Closed hapiel closed 3 years ago

hapiel commented 3 years ago

I'm having an issue with the speed AVR8js runs. I'm making some games, and for this it is ideal if the speed is always constant, but I noticed that in AVR8js functions like millis() or delay() don't portrait time realistically.

I've played around with the board clock speed but this of course doesn't change much.

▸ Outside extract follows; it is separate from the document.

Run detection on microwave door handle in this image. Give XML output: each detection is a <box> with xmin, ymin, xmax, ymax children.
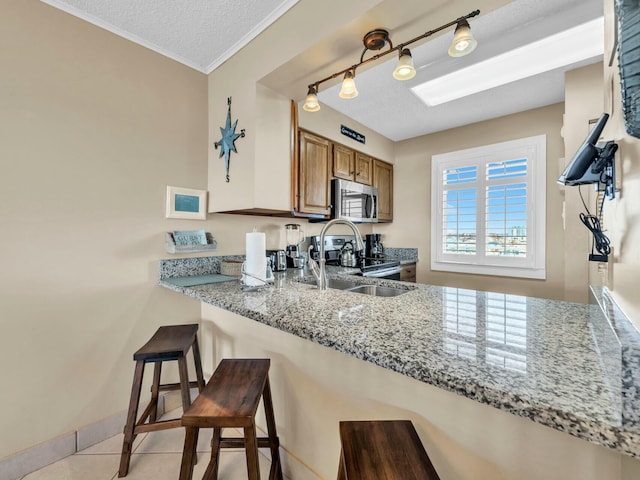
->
<box><xmin>364</xmin><ymin>195</ymin><xmax>374</xmax><ymax>218</ymax></box>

I suppose millis() is based on the amount of ticks the virtual cpu has ran, and that the virtual cpu speed is varying?

Do you have advice on how we could link time in the virtual board to the real time as given by the browser, so that our emulated games will run at the same speed on every system?

urish commented 3 years ago

Basically, the trick would be to cap the number of cycles emulated, so you never go past 100%. This method I'm currently using on wokwi.com, starting from last weekend:

  1. Use requestAnimationFrame() to schedule the simulation chunks
  2. In each simulation chunks run a number of cycles that corresponds to a single frame, that is 1/60 of a second.
  3. In case the simulation chunks runs for longer than a single frame, use the TaskScheduler to schedule the next frame immediately, and increase the number of simulation cycles that will be run in the next frame.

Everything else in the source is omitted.